= Software-defined infrastructure =

Infrastructure management

Software-defined infrastructure (SDI) is an approach to managing and provisioning computing infrastructure, such as compute, storage, and networking, through software-based abstractions rather than direct interaction with physical hardware. It builds on virtualization and automation to enable infrastructure to be configured, deployed, and managed programmatically.

In cloud-based and software-defined environments, infrastructure is increasingly abstracted from underlying hardware, with greater emphasis on non-functional requirements such as performance and scalability. Despite this abstraction, system behavior remains dependent on the capabilities and limitations of the underlying physical resources.

==Embedded Systems==
In embedded systems, software-defined principles are often realized through firmware based control of hardware devices. A single hardware platform may support multiple functions depending on the software or firmware it runs.

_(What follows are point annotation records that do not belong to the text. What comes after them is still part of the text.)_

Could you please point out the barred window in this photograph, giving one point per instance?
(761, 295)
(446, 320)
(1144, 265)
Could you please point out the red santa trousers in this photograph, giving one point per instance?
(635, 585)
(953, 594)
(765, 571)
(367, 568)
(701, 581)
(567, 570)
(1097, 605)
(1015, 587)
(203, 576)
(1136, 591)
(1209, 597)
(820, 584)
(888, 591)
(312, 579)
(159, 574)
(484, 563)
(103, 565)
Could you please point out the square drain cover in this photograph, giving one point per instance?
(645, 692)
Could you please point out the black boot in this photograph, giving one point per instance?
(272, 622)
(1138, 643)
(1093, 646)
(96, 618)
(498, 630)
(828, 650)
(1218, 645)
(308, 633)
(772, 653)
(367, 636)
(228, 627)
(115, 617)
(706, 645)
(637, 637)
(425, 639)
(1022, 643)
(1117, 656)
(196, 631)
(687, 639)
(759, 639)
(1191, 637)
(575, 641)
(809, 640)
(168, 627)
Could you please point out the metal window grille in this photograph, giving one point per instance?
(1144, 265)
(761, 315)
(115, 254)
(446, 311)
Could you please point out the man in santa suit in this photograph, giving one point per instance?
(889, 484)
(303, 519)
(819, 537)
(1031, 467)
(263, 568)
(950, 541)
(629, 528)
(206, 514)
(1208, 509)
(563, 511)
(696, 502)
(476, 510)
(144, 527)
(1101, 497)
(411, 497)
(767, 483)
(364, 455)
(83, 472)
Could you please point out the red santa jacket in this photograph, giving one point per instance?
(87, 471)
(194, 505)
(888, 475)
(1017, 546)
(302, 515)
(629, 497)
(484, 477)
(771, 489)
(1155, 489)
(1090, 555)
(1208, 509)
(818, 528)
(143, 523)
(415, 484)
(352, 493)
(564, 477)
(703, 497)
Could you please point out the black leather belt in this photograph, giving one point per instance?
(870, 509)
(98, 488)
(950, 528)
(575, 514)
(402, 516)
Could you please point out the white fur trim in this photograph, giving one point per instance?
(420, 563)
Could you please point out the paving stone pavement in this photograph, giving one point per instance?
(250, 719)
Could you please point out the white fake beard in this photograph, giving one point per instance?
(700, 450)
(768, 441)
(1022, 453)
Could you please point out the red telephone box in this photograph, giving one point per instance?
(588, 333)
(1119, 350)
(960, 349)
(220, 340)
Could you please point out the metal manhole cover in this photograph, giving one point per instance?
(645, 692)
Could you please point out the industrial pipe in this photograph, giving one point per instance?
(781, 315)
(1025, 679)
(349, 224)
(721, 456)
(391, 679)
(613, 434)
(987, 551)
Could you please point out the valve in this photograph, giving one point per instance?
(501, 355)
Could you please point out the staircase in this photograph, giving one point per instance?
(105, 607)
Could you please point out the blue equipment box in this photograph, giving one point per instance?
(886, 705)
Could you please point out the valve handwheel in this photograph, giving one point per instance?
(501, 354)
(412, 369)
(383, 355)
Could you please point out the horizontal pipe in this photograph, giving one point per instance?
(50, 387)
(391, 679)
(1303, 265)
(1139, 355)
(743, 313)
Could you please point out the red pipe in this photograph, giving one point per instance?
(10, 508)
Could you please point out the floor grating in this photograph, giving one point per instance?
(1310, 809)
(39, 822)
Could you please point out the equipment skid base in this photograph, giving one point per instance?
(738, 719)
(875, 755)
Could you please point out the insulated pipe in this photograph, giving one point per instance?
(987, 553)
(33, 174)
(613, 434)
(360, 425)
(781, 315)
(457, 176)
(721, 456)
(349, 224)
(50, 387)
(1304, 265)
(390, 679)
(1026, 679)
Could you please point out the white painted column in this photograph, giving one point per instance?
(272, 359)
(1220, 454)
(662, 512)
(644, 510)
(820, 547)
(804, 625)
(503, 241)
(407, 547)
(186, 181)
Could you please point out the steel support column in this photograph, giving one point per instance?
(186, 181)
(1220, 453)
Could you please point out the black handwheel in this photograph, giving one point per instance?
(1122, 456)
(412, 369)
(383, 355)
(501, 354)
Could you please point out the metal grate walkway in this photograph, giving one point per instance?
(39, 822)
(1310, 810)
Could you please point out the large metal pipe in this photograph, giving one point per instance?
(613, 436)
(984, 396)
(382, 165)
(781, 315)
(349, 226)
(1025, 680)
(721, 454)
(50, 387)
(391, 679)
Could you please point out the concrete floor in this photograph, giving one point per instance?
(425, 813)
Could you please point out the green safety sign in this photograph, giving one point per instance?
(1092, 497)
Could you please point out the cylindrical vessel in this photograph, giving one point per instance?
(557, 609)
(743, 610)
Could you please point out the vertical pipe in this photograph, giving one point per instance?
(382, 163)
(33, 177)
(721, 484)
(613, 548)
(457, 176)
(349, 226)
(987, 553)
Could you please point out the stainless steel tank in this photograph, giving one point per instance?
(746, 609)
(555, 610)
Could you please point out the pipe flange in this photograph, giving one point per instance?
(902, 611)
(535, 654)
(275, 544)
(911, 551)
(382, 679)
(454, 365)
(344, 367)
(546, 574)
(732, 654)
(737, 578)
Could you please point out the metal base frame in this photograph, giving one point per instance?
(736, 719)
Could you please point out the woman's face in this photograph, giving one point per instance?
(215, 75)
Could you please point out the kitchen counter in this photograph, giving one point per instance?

A common mechanism enabling this flexibility is over-the-air updates, which allow firmware to be updated remotely and wirelessly. This enables devices to be reconfigured, improved, or repurposed without requiring physical modification.

==See also==
- Infrastructure as code (IaC) which manages and provisions computer data center resources
- Software-defined networking (SDN), which separates network control logic from hardware devices
- Software-defined storage (SDS), which abstracts storage resources into software-managed pools
- Software-defined radio (SDR), where radio signal processing is implemented in software rather than hardware circuits

Terms such as software-defined equipment (SDE) or software-defined apparatus (SDA) are sometimes used to describe hardware systems whose functionality is largely determined by software, though these terms are less standardized.